Join Continuing Conversations on Race and White Privilege on March 2, at 7 p.m. when Don Stryker and Howard Hudson will facilitate a discussion focusing on perceptions of Black History Month. Everyone is welcome to this safe, confidential opportunity to talk about difficult topics. This month the conversation will be on the third floor of the Princeton Public Library.
Click here for a synopsis of the history of Black History Month.
Ideas and questions to consider:
- What does Black History Month mean to you?
- Do you think there should be a Black History Month?
- Is the meaning and importance of Black History Month different for blacks and whites? Should it be?

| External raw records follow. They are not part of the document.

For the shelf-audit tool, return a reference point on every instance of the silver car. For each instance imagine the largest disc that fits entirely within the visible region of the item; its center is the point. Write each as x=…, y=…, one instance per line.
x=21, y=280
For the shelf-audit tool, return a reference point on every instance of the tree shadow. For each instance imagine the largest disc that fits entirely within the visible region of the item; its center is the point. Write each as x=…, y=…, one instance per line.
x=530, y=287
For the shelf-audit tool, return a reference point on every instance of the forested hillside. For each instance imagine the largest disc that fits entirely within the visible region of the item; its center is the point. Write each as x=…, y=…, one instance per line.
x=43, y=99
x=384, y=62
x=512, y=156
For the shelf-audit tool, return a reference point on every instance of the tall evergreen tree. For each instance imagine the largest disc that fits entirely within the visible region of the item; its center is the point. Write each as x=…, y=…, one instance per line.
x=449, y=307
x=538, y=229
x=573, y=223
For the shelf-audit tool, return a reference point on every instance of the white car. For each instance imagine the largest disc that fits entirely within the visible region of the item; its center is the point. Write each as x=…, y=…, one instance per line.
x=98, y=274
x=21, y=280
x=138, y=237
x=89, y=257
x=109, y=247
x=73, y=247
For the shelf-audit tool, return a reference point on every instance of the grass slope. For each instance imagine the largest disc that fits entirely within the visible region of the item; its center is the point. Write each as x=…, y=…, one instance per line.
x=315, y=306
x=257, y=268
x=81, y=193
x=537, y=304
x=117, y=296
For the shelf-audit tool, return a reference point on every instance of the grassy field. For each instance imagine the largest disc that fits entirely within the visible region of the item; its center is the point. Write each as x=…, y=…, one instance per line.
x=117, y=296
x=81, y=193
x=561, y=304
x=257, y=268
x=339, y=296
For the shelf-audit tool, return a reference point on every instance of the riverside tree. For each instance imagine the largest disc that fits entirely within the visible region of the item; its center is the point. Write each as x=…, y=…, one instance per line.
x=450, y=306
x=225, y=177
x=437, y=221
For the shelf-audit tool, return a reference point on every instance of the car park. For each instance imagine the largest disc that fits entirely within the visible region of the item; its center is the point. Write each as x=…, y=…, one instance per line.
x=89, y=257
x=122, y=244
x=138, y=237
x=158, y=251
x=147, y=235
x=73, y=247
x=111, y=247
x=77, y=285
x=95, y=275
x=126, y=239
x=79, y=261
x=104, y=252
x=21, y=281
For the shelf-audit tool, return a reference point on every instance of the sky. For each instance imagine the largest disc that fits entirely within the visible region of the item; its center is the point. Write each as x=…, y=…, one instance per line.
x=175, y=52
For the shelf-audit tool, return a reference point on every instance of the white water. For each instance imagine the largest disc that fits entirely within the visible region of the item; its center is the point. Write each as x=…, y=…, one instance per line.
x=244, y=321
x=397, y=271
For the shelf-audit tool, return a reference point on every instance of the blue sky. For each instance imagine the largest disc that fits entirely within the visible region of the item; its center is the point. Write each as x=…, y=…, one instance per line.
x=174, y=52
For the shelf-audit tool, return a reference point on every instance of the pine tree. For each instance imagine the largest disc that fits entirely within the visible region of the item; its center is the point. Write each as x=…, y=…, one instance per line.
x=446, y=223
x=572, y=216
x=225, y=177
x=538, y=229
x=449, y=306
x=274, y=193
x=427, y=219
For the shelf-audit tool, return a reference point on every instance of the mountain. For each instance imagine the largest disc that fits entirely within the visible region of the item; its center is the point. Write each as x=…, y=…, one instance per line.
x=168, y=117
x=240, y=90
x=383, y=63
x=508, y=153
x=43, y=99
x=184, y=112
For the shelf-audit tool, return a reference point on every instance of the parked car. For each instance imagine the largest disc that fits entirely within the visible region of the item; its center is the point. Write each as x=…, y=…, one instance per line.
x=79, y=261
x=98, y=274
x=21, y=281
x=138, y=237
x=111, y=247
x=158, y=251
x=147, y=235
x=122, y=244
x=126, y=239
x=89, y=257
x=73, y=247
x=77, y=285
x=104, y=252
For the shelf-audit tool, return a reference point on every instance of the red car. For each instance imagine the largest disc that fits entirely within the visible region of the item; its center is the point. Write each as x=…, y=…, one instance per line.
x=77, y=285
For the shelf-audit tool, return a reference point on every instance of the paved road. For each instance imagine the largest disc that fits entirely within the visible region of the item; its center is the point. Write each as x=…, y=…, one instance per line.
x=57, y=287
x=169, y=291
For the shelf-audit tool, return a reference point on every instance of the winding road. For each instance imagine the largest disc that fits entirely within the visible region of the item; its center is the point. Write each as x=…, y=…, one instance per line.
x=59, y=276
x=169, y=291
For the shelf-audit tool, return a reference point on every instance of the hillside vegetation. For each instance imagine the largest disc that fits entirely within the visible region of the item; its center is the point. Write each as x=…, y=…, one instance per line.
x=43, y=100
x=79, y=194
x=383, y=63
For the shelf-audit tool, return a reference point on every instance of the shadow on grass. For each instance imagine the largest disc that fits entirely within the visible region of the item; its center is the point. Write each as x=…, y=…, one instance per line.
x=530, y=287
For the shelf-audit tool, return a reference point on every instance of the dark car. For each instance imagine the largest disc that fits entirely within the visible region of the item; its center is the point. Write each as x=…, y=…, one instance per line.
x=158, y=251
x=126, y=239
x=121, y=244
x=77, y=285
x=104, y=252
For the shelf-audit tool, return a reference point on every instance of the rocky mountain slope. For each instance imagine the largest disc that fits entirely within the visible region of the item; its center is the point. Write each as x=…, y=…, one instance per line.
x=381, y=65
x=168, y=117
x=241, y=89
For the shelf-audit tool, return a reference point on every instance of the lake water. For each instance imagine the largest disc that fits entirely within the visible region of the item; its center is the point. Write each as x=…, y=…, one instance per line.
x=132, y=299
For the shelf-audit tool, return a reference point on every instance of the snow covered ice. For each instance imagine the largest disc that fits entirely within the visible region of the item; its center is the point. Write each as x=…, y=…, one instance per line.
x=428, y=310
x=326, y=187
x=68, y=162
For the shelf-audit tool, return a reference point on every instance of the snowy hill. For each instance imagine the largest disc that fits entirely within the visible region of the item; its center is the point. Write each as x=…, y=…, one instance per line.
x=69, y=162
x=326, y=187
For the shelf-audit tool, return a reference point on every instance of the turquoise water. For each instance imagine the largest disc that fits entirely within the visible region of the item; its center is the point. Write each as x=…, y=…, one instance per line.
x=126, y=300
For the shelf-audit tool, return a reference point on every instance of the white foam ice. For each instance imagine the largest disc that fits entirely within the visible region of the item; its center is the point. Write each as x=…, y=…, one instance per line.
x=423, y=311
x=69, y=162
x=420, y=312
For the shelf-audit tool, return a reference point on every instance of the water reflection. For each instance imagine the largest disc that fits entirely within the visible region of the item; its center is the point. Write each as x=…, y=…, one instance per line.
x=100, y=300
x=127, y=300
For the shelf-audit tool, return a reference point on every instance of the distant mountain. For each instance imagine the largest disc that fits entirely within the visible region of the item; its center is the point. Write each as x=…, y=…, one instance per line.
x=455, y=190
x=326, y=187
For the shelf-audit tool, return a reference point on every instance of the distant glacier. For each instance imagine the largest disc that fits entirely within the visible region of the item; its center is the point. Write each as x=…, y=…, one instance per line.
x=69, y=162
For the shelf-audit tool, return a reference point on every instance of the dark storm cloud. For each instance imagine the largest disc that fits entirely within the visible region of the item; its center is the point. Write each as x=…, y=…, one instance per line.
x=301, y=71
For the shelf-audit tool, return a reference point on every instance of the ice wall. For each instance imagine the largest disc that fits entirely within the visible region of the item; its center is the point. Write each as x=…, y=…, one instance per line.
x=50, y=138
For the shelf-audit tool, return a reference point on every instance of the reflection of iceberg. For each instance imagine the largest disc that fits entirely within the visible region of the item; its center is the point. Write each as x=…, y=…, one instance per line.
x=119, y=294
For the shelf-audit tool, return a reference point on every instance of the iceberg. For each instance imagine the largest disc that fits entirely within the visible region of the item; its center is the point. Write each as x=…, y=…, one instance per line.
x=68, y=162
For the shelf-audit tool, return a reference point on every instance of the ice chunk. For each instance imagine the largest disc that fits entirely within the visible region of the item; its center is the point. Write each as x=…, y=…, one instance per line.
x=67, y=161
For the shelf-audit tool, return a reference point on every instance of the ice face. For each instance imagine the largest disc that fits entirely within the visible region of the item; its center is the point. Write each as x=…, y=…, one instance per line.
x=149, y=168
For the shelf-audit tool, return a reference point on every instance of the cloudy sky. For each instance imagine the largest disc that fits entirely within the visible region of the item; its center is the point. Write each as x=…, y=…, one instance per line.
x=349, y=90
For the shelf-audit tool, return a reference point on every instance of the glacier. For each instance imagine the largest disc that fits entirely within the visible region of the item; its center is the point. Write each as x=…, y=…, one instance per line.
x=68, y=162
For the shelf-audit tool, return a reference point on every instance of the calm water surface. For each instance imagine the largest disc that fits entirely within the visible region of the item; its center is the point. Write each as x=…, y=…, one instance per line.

- What is your reaction when some people argue that if there is a Black History Month, then to be fair, there needs to be a White History Month? Does this argument get to the core of white privilege?
- Has American History generally treated everyone equally, or has it downplayed the contributions of people who do not fit the dominant cultural norm, i.e. white, male, Christian and economically secure?
- How can a child relate to and understand history when no one in the narrative is of the same race, or culture, or gender, or religion or class?
- Why do you think that the writers of American History fail to include all the people who make up America? Is the narrative of history politicized in this country?
- What would American History be like if it included all of the people who make up this country?
This opinion piece from the American Right was posted on February 28, 2015, in an e- publication called Town Hall Daily. It is appropriate to our conversation about black history and its place within the context of American history. This piece lays out the right’s argument that teaching black history is actually divisive, undermines the American story and encourages “…racial strife directed at white Christian Republicans.” That is an actual quote from the article. The opinion piece blames Black History Month for having “…produced an entitlement mentality amongst blacks,” and becoming “…little more than a tool for liberal academics and the racial grievance industry to perpetuate revisionist history that suits their agenda to transform America.” The writer of this opinion piece is Carl Jackson, a black man who reminds me of Dr. Ben Carson, who also writes for Town Hall Daily. Dr. Carson by the way is currently is dabbling with a presidential run.